Dáil debates

Thursday, 28 February 2019

European Parliament Elections (Amendment) Bill 2019: Committee and Remaining Stages

 

2:35 pm

Photo of Eoin Ó BroinEoin Ó Broin (Dublin Mid West, Sinn Fein) | Oireachtas source

I want to go through a number of questions in a similar vein. First, I want to go back to the question I asked regarding citizenship. I understand a passport is the most obvious example of citizenship but it is not the only one. This is quite an important point. If this Bill goes through, and if somebody is resident in the State before the European elections and they do not have a passport but have an entitlement to Irish citizenship, will they be entitled to vote? For example, what will be the position regarding someone of a Unionist persuasion living in the South who has a British passport and does not want an Irish passport but who has the entitlement to vote? I would like the Minister of State to tease that out in practical terms.

Second, on the dual mandate, if a Member is elected and is unfortunate enough to be the final candidate elected in Dublin or Ireland South, according to the Minister of State, he or she would remain a Member of this House but he or she would also have a subsidiary status as a substitute MEP. Do we know, for example, what the European Parliament and the European Council intend to allow those substitute MEPs to have by way of remuneration, offices, attendance at Parliament and so on? I am not raising a problem with that but the more clarity we have, the better.
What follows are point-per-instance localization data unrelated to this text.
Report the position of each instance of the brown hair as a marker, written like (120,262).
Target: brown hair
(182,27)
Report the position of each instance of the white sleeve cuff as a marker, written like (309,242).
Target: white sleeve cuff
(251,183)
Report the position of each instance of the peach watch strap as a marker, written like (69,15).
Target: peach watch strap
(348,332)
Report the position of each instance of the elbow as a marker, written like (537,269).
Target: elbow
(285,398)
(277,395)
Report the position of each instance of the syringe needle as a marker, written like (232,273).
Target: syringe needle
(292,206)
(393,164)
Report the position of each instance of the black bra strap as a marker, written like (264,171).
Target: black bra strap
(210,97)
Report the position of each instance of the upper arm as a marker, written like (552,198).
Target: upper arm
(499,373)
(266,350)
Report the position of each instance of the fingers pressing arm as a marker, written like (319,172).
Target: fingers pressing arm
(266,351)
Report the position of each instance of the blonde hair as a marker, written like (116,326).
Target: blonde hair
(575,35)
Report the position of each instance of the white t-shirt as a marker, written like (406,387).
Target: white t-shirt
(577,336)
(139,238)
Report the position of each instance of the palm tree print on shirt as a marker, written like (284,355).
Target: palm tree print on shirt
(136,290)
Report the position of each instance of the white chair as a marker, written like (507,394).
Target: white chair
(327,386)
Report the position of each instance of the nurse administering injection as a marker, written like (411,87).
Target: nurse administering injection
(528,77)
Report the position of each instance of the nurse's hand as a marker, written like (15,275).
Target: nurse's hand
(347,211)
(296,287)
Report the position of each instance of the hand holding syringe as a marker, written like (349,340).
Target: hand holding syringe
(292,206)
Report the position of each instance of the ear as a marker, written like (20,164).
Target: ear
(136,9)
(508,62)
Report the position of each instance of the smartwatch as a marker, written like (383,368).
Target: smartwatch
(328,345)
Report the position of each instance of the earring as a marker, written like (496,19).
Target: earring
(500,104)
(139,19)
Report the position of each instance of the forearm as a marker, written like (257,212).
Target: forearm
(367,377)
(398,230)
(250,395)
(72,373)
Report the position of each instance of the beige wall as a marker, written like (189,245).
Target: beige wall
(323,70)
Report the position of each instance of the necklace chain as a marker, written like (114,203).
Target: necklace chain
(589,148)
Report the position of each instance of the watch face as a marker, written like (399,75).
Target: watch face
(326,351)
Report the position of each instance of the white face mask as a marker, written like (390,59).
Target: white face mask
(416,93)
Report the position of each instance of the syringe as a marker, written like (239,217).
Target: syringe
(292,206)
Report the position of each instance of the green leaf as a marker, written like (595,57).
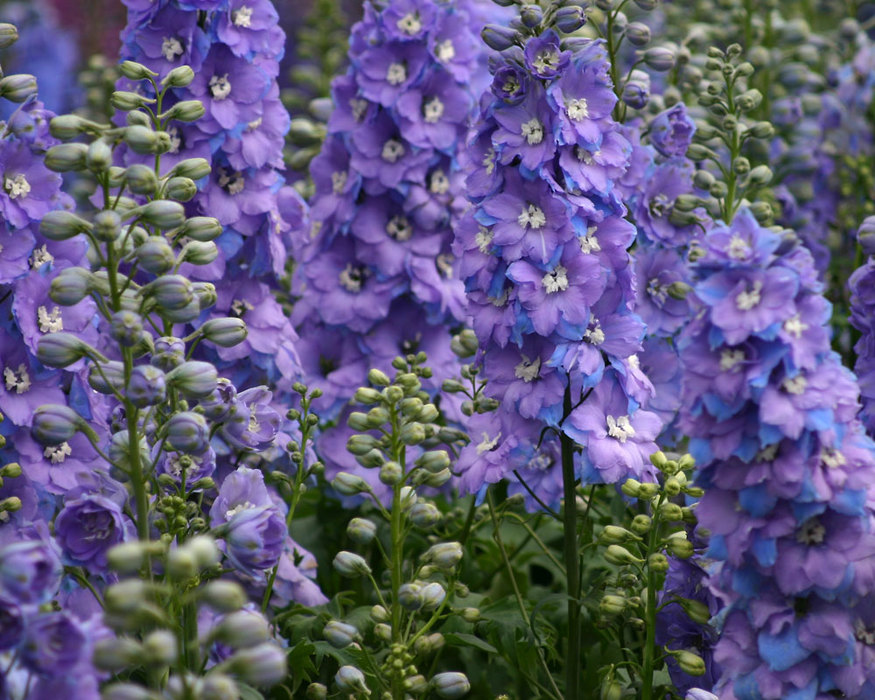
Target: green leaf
(460,639)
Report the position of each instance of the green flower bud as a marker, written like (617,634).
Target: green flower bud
(349,484)
(612,604)
(351,565)
(451,685)
(361,530)
(185,111)
(180,189)
(129,101)
(195,168)
(136,71)
(339,634)
(141,139)
(199,253)
(690,663)
(224,596)
(8,35)
(224,332)
(181,76)
(66,157)
(445,555)
(18,88)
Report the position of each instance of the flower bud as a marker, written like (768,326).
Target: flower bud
(424,515)
(620,556)
(201,228)
(350,680)
(8,35)
(410,596)
(451,685)
(224,596)
(61,349)
(361,530)
(349,484)
(188,432)
(54,424)
(185,111)
(141,139)
(351,565)
(180,189)
(71,286)
(339,634)
(136,71)
(659,58)
(59,225)
(433,595)
(445,555)
(262,665)
(690,663)
(181,76)
(18,88)
(498,37)
(194,378)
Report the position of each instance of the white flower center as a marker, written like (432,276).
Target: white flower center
(750,298)
(589,243)
(399,228)
(40,257)
(528,370)
(396,73)
(171,48)
(532,217)
(577,109)
(533,130)
(49,322)
(832,457)
(619,428)
(220,88)
(556,281)
(338,181)
(486,444)
(483,239)
(351,278)
(239,307)
(594,335)
(794,326)
(546,61)
(17,186)
(433,110)
(439,182)
(489,161)
(58,453)
(410,24)
(17,380)
(730,359)
(233,183)
(811,532)
(739,249)
(795,385)
(392,150)
(231,512)
(243,17)
(445,51)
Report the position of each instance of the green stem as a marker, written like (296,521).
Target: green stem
(572,560)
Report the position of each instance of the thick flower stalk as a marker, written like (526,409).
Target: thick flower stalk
(377,277)
(234,47)
(771,415)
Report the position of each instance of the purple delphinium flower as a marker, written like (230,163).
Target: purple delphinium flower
(785,464)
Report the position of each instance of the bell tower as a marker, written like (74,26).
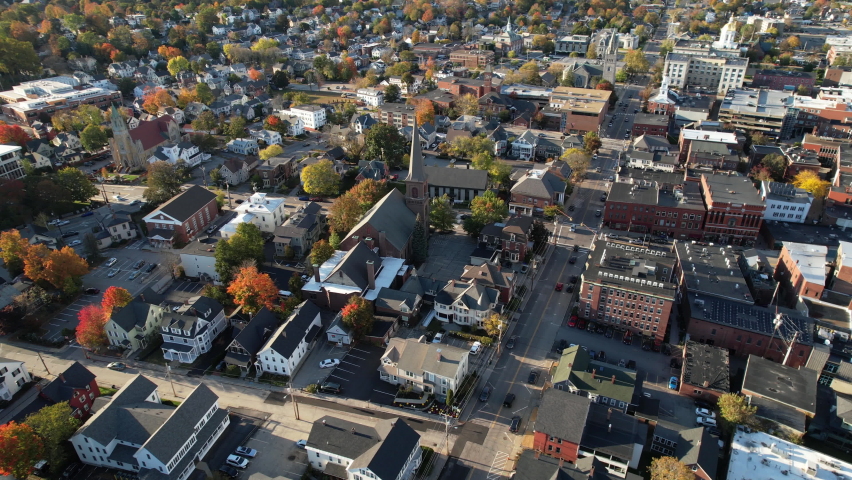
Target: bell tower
(416,186)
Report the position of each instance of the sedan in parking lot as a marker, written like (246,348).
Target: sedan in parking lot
(329,363)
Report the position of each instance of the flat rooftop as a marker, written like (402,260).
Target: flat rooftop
(749,317)
(712,270)
(633,268)
(706,364)
(760,456)
(733,189)
(768,103)
(810,259)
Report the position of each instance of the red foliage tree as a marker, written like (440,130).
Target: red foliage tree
(115,297)
(14,134)
(90,330)
(20,449)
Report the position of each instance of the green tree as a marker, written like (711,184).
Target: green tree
(385,142)
(74,181)
(735,410)
(591,142)
(320,179)
(419,244)
(54,424)
(441,215)
(93,138)
(163,183)
(488,208)
(669,468)
(321,252)
(177,64)
(245,246)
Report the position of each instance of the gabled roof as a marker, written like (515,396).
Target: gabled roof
(289,335)
(392,216)
(184,206)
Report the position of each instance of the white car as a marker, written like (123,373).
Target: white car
(707,422)
(237,461)
(246,452)
(329,363)
(703,412)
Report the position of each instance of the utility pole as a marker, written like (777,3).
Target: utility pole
(42,362)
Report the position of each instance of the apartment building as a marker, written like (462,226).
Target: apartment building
(719,74)
(734,209)
(629,287)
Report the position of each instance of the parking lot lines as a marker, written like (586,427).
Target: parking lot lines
(496,470)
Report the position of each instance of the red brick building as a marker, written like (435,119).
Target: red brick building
(779,79)
(676,212)
(561,421)
(182,218)
(630,288)
(719,322)
(801,269)
(77,386)
(734,209)
(651,124)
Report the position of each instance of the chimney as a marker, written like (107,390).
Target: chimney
(371,275)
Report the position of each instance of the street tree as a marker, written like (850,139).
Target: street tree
(810,181)
(90,330)
(385,143)
(441,215)
(253,290)
(670,468)
(115,297)
(54,425)
(735,410)
(163,182)
(20,449)
(488,208)
(246,245)
(321,179)
(358,316)
(321,252)
(419,244)
(13,250)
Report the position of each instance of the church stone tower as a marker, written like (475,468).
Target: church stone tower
(416,186)
(121,143)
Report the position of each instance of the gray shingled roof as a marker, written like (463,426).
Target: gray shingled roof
(562,414)
(288,336)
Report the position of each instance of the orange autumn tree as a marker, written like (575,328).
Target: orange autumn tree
(20,449)
(253,290)
(115,297)
(90,331)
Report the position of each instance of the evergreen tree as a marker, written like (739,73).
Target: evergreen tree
(421,248)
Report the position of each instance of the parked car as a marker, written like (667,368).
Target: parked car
(237,461)
(485,394)
(516,424)
(533,378)
(246,452)
(116,366)
(329,363)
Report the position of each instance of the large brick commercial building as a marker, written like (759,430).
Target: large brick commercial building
(630,288)
(734,209)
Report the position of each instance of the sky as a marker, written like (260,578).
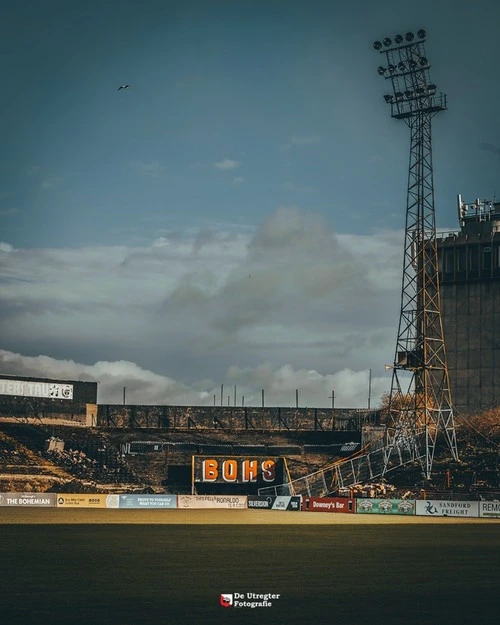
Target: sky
(236,216)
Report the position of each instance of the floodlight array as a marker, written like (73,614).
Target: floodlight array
(408,69)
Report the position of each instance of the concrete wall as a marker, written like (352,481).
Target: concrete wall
(470,304)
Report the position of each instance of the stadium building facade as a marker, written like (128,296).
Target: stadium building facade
(469,268)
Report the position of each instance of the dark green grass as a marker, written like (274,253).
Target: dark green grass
(343,575)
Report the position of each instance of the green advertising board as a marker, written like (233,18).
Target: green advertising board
(385,506)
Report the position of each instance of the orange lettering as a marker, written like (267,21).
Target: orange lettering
(230,470)
(210,472)
(250,470)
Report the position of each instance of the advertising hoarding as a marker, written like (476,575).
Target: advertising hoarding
(328,504)
(435,507)
(25,388)
(489,509)
(148,501)
(385,506)
(45,500)
(211,501)
(238,470)
(281,502)
(87,501)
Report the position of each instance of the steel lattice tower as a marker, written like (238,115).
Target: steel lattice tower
(420,405)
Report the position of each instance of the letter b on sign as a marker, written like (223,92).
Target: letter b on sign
(210,471)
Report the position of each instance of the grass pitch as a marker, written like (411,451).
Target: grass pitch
(340,574)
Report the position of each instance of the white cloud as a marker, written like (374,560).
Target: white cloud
(145,387)
(188,306)
(152,170)
(301,141)
(49,183)
(226,164)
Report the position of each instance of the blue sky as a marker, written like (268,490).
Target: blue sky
(246,122)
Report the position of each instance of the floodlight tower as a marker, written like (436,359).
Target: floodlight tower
(420,406)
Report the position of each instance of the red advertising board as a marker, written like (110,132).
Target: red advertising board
(328,504)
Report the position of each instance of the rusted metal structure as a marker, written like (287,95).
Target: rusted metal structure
(420,405)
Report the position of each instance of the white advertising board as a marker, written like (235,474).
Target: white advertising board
(489,509)
(211,501)
(435,507)
(148,501)
(28,499)
(24,388)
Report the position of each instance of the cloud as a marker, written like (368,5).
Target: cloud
(226,164)
(145,387)
(300,141)
(49,183)
(191,305)
(9,212)
(489,147)
(151,170)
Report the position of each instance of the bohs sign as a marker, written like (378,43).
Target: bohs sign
(238,470)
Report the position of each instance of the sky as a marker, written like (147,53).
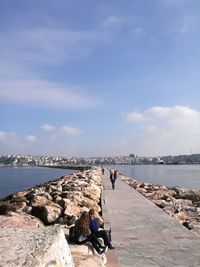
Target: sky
(83,78)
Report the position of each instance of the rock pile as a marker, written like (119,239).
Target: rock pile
(180,203)
(57,202)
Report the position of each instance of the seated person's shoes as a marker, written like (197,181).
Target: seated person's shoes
(102,250)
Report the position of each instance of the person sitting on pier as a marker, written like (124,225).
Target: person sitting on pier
(96,229)
(84,235)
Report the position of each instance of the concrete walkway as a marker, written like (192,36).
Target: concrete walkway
(143,234)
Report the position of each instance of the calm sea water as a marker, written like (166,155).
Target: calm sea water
(18,179)
(170,175)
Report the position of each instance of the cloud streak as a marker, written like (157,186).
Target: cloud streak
(44,94)
(166,129)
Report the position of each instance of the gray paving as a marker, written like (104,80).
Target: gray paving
(143,234)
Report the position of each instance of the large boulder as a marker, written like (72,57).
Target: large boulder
(19,220)
(47,213)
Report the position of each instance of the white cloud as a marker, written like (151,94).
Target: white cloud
(134,116)
(47,45)
(165,130)
(6,135)
(112,21)
(47,127)
(71,130)
(31,138)
(187,24)
(137,31)
(175,3)
(45,94)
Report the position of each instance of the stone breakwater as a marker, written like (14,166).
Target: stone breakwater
(56,202)
(180,203)
(34,222)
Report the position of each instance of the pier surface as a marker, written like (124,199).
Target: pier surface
(143,234)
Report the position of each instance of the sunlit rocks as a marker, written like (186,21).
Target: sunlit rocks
(60,201)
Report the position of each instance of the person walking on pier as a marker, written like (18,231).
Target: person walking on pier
(113,177)
(96,229)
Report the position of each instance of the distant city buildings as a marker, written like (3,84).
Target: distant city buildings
(28,160)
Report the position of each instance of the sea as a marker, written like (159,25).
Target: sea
(21,178)
(18,179)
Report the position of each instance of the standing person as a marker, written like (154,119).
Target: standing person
(115,175)
(112,178)
(97,230)
(83,233)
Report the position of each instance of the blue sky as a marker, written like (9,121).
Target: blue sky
(99,78)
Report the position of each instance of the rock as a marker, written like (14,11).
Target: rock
(36,247)
(47,213)
(19,220)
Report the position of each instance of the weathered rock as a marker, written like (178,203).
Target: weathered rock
(36,247)
(17,220)
(47,213)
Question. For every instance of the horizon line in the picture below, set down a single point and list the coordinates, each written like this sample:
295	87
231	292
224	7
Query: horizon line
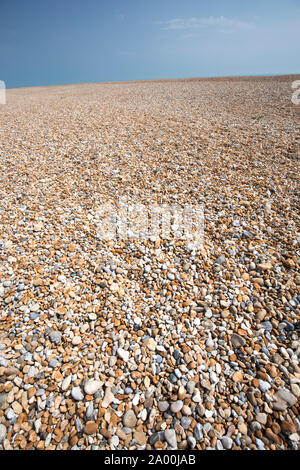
158	79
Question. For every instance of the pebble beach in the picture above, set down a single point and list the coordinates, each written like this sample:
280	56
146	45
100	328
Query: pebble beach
150	342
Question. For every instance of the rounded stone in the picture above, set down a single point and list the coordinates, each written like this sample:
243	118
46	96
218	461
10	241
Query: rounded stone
129	419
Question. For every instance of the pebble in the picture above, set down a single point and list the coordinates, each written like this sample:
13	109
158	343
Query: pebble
92	386
77	393
170	437
129	419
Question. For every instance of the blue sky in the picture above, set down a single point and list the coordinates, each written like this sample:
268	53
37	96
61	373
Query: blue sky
81	41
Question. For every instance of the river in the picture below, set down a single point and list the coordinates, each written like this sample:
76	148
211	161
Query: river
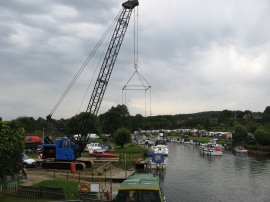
191	177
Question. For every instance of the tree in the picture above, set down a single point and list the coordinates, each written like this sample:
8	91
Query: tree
262	137
115	118
122	136
11	149
240	134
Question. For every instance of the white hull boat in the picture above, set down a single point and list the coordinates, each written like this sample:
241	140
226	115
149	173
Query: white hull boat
240	149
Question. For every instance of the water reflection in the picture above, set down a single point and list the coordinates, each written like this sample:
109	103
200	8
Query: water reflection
191	177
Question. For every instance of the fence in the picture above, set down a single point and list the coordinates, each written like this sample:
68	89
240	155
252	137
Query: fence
33	192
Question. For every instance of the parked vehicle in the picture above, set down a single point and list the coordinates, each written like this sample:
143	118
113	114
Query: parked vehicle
29	162
140	187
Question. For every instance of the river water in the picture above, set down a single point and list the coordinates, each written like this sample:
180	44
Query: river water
191	177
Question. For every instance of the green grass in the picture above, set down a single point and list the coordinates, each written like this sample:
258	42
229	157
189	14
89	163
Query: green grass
69	187
6	198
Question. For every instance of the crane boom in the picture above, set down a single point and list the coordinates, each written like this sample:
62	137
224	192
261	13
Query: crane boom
103	77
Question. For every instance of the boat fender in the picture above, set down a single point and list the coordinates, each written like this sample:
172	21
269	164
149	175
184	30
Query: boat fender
107	195
85	187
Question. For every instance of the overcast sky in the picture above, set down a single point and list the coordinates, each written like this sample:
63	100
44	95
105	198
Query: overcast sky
197	56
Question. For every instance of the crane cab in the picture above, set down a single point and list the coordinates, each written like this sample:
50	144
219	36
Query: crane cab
62	150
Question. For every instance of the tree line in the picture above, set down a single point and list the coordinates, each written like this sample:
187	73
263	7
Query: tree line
253	127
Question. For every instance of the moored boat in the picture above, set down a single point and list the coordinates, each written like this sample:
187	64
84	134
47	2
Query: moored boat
140	188
158	161
211	148
160	147
240	149
101	154
97	147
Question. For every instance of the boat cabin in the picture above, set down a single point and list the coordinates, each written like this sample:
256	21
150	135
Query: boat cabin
140	188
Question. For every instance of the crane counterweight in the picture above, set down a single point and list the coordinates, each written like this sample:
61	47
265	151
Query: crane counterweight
76	146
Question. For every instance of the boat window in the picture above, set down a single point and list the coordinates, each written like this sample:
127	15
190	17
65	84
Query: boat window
138	196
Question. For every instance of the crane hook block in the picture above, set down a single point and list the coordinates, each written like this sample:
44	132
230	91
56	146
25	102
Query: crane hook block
130	4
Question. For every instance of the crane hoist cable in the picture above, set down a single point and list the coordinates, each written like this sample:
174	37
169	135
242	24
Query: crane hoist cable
85	64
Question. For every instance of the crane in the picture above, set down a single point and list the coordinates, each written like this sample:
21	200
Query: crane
70	148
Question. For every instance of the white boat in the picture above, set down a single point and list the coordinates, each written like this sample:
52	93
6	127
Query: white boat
160	147
240	149
211	148
158	161
96	147
186	141
213	151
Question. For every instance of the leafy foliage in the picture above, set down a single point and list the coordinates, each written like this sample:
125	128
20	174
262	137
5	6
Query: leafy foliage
11	149
262	136
122	136
240	134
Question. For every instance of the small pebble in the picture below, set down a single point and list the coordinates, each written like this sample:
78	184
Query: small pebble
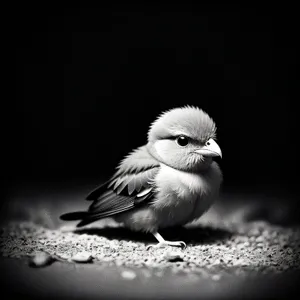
82	257
41	259
216	277
173	256
128	275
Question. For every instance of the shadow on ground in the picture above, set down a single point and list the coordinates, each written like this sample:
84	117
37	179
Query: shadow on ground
195	235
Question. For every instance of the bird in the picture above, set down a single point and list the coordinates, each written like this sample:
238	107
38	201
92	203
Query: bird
170	181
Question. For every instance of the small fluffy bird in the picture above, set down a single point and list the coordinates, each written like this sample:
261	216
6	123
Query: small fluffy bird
170	181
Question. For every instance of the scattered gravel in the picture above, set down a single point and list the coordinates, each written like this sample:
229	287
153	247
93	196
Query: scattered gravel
248	248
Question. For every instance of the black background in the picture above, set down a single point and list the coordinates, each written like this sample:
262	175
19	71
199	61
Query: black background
89	81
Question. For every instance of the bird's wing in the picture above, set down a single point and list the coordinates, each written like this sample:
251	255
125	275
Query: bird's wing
132	185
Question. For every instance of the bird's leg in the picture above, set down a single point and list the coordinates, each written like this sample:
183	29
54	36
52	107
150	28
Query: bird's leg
163	243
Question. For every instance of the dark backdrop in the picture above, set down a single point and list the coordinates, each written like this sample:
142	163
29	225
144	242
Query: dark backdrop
90	81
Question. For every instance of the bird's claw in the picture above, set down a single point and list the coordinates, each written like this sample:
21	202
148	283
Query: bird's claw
168	243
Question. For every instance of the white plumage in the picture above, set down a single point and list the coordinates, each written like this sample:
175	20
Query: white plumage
170	181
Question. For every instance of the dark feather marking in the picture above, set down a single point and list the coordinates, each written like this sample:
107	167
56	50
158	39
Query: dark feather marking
121	192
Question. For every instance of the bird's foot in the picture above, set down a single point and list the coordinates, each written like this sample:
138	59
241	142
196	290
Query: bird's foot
164	244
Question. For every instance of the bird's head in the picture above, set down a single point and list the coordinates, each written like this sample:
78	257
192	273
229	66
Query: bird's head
184	138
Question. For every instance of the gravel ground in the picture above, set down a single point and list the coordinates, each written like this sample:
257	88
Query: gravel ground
213	250
227	245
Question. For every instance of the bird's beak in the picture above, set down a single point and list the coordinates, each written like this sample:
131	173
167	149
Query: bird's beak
211	148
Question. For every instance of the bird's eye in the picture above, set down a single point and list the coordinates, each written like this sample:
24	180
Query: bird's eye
182	141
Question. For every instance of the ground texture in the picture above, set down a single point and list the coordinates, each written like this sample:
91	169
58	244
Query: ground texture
224	250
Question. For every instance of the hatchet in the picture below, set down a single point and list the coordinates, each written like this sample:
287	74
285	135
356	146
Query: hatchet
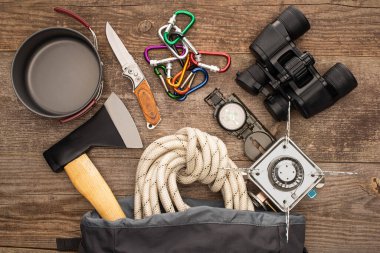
111	126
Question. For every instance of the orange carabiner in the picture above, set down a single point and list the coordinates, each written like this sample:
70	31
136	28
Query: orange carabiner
196	60
172	81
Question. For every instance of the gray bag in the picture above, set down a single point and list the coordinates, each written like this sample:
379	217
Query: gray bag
205	227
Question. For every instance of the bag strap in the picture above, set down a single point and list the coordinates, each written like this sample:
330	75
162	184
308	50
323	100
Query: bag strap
68	244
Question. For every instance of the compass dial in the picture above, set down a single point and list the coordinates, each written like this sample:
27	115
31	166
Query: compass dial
231	116
286	173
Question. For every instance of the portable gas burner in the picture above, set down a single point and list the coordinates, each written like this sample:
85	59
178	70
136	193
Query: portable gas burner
285	174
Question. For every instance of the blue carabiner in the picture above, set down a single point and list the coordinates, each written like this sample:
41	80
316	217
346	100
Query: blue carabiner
198	86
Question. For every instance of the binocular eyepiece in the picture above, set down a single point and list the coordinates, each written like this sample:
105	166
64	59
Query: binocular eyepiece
283	73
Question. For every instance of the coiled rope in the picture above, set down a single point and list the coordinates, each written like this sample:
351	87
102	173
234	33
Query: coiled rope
189	155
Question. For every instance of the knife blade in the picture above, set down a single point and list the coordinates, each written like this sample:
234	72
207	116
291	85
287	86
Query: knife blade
133	72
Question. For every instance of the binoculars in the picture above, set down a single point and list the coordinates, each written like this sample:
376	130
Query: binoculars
284	74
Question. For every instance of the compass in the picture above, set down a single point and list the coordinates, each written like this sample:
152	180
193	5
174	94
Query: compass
231	116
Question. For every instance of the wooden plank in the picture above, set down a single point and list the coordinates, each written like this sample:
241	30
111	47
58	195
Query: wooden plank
354	33
348	205
346	132
37	205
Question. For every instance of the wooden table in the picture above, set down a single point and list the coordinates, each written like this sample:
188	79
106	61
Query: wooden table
37	205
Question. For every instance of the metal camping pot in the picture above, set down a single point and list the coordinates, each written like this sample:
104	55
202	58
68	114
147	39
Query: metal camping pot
57	72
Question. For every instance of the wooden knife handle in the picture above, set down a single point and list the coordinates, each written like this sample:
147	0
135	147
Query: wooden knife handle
148	104
90	183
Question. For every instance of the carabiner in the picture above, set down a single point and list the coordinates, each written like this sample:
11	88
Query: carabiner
172	81
171	24
158	73
185	51
197	87
196	60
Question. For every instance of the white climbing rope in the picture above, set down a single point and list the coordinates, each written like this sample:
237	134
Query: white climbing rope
189	155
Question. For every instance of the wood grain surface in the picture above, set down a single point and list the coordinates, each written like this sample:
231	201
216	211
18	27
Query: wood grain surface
37	205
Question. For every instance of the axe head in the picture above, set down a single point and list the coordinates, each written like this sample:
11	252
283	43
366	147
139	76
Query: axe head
111	126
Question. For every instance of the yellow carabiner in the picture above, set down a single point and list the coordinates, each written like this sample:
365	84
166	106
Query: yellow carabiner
172	81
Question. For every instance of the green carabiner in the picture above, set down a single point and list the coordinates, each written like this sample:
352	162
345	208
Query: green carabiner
172	22
158	73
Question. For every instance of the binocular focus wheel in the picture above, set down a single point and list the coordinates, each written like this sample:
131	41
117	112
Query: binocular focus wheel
277	106
252	79
294	21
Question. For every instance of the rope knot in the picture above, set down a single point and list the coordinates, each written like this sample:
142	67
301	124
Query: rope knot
189	155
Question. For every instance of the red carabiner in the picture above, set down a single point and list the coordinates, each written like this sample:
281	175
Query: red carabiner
212	68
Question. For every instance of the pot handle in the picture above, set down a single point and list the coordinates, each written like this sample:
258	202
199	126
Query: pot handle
80	113
79	19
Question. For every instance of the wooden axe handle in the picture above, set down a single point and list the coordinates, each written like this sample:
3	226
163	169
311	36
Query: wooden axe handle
90	183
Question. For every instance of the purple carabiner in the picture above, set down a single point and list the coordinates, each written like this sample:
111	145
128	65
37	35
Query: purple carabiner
162	46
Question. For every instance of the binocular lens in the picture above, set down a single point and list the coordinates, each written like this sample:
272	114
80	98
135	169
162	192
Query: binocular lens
341	79
252	79
294	21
With respect to the treatment of the last elected candidates in Dublin and Ireland South, proportional representation is a sophisticated system and voters come to it with a sophisticated understanding of how the preferences operate. If it is a three-seater and the quota is set at X, people have an understanding and think tactically about how they vote in the context of the three people they would most like to be elected. If the quota is different in a four-seater and they can elect four people, voters think tactically about this, sometimes consciously, sometimes less so. I am not questioning the common sense logic of what the Minister of State has done because it seems to be the common sense answer to a problem none of us wants. However, from a legal point of view, for example, can the Minister of State satisfy the House that the Attorney General believes this is the most robust and legally sound way of doing this? Could we have a situation where somebody who gets the fourth seat in Ireland South or Dublin and, for example, is subject to a lengthy period of secondary status because of an extended extension of Article 50, launches a legal challenge? I am just trying to tease out the possibilities. In the event that we have an extension of Article 50 and then a second referendum - and there is increased talk of a second referendum in Britain following the recent announcement by Jeremy Corbyn - could somebody be elected, hold that secondary status for a period, and then be deemed unelected because Britain has voted to return to the EU? Could the State be subject to a legal challenge by that candidate? Have those eventualities been thought through or legally proofed with the Attorney General?

It is for us to be satisfied If the Minister of State is asking us to support this Bill, we have to be fully satisfied that the Government has thought through and worked through all of the different possibilities. I may come back in depending on the answers to those questions.